Watching Amazing Grace, you’d be forgiven for thinking that slavery in the UK was abolished singlehandedly by William Wilberforce.
Fortunately, the story isn’t quite so simple. Wilberforce wasn’t alone. He was part of a community that later became known as the ‘Clapham Sect’. They were a group of God-fearing activists who lived close to each other and rallied each other up for causes like abolition.
It’s this community that provided Wilberforce with the support he needed to last through the 18 years it took to get his Private Member’s Bill through parliament.
Had Wilberforce stood alone, he may not have persevered all those years.
The Ongoing Fight Against Slavery: Fairtrade
When I was a kid, back in the ’80s, the Fairtrade label hadn’t yet been invented. But the movement had already begun.
Depending on the congregation, after church on Sundays you’d find several old ladies peddling goods at the back.
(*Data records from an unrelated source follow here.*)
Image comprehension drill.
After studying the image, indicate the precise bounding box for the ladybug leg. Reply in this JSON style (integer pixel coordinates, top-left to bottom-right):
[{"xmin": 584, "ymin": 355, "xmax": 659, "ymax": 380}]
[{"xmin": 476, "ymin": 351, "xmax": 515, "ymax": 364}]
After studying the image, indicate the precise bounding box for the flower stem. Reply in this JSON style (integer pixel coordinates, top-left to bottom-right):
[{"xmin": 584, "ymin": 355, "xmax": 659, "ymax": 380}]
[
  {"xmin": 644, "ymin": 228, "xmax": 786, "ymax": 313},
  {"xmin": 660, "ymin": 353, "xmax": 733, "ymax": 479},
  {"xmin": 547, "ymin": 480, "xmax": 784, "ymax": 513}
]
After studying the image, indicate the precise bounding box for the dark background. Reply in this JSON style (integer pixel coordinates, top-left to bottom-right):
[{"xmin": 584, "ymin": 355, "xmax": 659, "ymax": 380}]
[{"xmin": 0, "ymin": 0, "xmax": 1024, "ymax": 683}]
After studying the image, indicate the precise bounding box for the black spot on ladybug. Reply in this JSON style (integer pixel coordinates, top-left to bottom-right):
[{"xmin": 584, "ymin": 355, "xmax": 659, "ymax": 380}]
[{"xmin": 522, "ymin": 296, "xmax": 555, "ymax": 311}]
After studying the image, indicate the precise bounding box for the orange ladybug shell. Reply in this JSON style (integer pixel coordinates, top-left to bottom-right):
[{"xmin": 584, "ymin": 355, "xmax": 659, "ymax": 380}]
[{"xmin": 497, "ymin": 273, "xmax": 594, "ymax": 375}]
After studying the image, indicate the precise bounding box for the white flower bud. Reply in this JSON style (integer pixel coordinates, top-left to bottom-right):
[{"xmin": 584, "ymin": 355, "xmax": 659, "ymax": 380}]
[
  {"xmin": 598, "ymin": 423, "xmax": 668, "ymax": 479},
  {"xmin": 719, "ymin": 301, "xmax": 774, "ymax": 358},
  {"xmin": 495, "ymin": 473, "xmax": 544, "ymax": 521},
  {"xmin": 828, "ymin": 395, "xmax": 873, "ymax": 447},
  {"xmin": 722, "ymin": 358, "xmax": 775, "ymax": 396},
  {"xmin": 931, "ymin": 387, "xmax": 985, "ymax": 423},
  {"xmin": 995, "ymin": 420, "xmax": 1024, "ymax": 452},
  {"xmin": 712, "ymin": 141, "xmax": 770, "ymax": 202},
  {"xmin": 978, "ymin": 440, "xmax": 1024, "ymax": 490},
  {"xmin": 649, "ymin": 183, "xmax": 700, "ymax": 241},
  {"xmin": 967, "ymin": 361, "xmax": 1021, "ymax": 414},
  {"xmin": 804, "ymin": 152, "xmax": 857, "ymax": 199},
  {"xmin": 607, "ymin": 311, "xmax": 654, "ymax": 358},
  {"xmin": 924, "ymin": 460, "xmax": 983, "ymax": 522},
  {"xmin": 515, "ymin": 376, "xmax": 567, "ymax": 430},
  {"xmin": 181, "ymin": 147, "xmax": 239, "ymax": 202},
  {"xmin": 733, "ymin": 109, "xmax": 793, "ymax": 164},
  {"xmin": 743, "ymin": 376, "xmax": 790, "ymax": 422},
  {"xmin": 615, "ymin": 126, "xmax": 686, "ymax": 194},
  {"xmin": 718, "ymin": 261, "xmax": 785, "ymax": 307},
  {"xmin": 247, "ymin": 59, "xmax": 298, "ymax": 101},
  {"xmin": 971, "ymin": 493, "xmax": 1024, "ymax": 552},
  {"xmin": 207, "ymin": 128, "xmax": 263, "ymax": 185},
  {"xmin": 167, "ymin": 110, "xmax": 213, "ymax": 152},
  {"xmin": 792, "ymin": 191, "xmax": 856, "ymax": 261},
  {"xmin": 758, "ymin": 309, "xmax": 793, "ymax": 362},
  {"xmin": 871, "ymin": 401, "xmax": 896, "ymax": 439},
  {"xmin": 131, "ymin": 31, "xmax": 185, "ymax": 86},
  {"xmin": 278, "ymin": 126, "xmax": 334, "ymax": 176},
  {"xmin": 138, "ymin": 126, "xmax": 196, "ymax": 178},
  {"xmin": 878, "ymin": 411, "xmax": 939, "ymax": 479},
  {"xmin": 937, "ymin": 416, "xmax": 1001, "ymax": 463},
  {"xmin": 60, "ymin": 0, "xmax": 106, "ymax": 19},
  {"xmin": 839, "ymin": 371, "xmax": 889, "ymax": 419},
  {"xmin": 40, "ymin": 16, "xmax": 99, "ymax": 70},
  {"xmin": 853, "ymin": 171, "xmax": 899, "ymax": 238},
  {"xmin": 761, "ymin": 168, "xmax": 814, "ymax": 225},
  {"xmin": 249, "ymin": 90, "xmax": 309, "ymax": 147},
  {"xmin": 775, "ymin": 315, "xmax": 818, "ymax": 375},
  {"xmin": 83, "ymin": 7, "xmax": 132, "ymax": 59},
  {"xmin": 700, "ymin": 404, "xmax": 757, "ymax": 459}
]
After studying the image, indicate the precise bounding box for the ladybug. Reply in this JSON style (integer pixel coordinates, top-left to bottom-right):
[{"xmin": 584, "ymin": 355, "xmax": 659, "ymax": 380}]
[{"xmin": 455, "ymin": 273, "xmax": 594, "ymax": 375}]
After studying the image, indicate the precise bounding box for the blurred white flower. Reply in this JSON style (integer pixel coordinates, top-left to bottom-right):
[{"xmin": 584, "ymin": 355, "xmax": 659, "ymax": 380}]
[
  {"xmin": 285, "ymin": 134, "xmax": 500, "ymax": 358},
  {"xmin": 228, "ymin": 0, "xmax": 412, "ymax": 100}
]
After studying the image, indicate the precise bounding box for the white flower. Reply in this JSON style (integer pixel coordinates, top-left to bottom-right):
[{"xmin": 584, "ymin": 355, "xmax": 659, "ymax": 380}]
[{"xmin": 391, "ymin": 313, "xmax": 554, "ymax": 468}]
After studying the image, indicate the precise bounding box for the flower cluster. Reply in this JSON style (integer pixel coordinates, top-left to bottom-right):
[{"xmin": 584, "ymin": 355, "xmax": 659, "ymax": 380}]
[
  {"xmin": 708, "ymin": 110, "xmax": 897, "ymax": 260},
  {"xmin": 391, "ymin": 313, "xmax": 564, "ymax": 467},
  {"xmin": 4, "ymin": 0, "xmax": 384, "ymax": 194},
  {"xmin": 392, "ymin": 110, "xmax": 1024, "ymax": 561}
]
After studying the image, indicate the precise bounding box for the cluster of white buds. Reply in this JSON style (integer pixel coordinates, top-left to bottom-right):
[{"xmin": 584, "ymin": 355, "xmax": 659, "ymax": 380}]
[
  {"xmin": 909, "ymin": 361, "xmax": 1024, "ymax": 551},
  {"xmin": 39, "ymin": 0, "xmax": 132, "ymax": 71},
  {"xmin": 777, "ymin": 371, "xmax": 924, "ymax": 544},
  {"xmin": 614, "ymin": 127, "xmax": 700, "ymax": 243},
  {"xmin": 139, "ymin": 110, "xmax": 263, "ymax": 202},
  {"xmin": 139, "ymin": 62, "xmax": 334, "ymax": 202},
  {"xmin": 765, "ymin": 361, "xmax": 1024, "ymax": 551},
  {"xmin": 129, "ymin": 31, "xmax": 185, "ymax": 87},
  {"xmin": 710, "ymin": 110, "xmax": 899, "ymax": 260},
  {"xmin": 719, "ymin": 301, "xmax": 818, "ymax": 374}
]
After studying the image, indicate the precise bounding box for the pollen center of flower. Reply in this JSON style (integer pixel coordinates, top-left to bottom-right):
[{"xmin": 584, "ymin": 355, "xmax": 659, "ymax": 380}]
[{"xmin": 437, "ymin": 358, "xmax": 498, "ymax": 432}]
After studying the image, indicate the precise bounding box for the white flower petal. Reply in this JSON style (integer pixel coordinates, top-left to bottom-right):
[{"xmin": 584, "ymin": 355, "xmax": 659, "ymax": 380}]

These goods were usually labeled ‘Tradecraft’, and had been produced somewhere in Africa or South America.
The items were often expensive and lower quality than you’d find in a supermarket, but the message was compelling: these goods are not produced by slaves.
Soon students got behind this movement, and injected it with extra energy. The message spread quickly from student union to student union, as this other group with time on their hands and energy to focus got behind it.
In time, the ethically produced chocolate started tasting better than the mass-market chocolate.
It turns out that if you pay a farmer a fair price, they are inclined to give you higher quality beans.
Today in the UK thinking as an ethical consumer is becoming normal. That doesn’t mean that the work is finished – there’s still a lot of unethical aspects to the consumer market. In some areas, like electronics and the car industry, we’ve barely scratched the surface. But the foundational idea that we consumers have power and can ‘vote’ with our money is firmly established.
The importance of community
If it wasn’t for communities like the Clapham Sect, Anglican grannies, or activist students, these important messages would never have spread. Their message wouldn’t be any less important, but they would never have made a difference in the world.
Some call these communities Tribes, others Hives. Whatever you call them, we need them to spread ideas effectively and to catalyse the kind of change that we want to see in the world.